Time to destroy Walter: breaking modules into packages

TommiT tommitissari at hotmail.com
Thu Jun 20 02:15:51 PDT 2013


On Thursday, 20 June 2013 at 07:59:57 UTC, Jonathan M Davis wrote:
>
> The _only_ reason that we added package.d was to allow us to 
> split up modules
> in place without breaking existing code. And it works as well 
> as it does,
> because the _only_ new feature that it provides is making it so 
> that when you
> import a package, you import package.d. All other aspects about 
> it were
> already part of the language, and we weren't looking to add any 
> new
> functionality whatsoever beyond being able to break up modules 
> like
> std.algorithm or std.datetime. Trying to treat a package as if 
> it were a
> module because it has a package.d file is contorting things 
> considerably. That
> was never the intention of package.d at all. It's to help us 
> evolve code
> without breaking public APIs. package is not part of the public 
> API. private
> is not part of the public API. As such, they have _nothing_ to 
> do with the
> purpose of package.d. And it was never intended that packages 
> be treated as
> modules due to the presence of package.d save for the purpose 
> of avoiding code
> breakage. IMHO, you are trying to take this _way_ too far.
>
> - Jonathan M Davis

Ok.
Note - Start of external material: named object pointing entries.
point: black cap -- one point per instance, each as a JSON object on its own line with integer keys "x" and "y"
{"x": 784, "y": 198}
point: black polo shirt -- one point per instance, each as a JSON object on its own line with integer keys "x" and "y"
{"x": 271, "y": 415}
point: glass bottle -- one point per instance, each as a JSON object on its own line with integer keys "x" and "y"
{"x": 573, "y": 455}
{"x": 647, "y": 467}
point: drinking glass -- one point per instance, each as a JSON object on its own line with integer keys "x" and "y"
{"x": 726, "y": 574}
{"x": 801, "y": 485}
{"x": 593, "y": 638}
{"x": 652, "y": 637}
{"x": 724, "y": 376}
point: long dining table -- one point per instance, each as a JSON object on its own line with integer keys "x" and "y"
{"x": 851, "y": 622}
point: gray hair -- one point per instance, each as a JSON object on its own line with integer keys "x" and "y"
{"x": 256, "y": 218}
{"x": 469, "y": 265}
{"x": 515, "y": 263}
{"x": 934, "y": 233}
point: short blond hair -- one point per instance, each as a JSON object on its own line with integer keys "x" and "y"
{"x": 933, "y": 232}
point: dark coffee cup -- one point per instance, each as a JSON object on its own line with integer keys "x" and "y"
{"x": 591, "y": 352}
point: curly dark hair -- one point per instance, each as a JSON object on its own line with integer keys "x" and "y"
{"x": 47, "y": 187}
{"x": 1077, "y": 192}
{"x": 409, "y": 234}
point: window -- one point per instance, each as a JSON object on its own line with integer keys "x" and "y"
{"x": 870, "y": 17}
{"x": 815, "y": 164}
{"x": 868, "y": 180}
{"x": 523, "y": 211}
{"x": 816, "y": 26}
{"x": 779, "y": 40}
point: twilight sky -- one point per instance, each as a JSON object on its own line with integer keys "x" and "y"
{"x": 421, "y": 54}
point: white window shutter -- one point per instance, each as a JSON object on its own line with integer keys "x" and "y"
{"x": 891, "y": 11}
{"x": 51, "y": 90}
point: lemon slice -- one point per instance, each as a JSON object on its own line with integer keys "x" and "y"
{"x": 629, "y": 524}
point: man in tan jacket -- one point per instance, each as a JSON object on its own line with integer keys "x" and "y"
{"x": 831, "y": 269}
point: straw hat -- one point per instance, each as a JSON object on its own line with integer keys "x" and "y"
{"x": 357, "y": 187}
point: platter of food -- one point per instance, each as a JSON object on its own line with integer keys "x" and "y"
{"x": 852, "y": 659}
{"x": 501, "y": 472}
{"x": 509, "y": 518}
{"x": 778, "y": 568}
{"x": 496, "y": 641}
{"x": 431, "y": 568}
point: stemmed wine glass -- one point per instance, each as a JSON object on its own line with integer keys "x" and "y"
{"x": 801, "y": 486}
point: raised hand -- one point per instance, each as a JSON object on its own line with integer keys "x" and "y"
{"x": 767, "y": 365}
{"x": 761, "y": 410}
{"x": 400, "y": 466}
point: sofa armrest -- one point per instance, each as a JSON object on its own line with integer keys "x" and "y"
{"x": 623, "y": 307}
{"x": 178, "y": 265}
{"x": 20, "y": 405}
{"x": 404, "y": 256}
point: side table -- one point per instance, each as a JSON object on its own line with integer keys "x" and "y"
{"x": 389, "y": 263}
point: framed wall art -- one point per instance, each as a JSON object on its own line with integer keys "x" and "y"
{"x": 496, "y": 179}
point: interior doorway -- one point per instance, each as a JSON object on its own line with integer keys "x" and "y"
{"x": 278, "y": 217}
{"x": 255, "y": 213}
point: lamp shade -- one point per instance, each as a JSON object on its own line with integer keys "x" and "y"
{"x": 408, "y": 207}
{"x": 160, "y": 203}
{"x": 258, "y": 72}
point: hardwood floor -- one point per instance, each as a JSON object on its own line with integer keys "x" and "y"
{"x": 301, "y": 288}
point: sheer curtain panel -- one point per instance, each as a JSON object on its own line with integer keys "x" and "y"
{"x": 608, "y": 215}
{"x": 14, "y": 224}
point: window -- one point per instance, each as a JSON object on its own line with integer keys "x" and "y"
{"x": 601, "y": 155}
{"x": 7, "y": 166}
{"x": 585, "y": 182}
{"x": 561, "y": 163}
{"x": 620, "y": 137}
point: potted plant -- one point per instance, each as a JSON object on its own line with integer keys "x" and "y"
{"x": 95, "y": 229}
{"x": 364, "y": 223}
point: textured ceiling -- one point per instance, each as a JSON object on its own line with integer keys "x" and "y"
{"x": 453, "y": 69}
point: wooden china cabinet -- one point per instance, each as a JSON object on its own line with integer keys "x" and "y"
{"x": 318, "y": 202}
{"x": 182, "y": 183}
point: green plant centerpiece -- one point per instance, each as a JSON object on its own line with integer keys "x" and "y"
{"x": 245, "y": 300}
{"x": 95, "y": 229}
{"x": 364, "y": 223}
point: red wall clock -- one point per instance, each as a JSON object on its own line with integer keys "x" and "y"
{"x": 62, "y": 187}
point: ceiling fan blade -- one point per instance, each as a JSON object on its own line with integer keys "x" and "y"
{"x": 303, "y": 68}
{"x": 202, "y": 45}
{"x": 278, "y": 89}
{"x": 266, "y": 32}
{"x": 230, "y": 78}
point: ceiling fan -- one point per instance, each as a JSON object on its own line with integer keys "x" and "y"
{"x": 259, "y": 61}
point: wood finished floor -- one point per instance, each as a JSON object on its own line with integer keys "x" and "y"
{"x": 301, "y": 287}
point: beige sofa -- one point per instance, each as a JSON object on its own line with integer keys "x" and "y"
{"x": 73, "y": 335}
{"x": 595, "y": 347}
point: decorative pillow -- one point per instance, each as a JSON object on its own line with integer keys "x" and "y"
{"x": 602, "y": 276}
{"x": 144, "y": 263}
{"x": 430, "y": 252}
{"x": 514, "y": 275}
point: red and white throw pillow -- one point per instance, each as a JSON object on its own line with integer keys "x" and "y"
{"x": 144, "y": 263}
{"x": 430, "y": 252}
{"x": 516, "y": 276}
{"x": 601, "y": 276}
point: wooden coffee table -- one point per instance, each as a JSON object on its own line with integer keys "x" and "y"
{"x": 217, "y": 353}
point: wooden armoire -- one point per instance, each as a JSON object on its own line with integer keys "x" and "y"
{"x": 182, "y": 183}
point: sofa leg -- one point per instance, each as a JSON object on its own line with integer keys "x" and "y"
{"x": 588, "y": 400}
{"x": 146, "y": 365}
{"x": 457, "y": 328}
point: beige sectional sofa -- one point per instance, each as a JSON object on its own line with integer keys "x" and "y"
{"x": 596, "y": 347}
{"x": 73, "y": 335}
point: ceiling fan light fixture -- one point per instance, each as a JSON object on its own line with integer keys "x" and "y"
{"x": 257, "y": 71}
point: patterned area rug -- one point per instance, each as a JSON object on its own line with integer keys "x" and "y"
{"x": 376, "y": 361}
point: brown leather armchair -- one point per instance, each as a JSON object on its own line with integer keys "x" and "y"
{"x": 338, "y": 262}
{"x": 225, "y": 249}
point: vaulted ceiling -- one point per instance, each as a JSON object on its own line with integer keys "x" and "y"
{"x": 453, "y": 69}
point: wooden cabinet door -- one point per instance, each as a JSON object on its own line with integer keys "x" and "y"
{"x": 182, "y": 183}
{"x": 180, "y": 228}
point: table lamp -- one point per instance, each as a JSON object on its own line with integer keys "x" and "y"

Then this feature is not really about being able to easily 
break an existing module into a package, but rather about 
providing a different way to organize your code from the get-go. 
You _can_ break existing modules into packages, but you may need 
to go through some hoops to do so, and that's fine, because 
that's not the primary purpose of this feature anyway.

I'd say let's keep the package access specifier as it is now.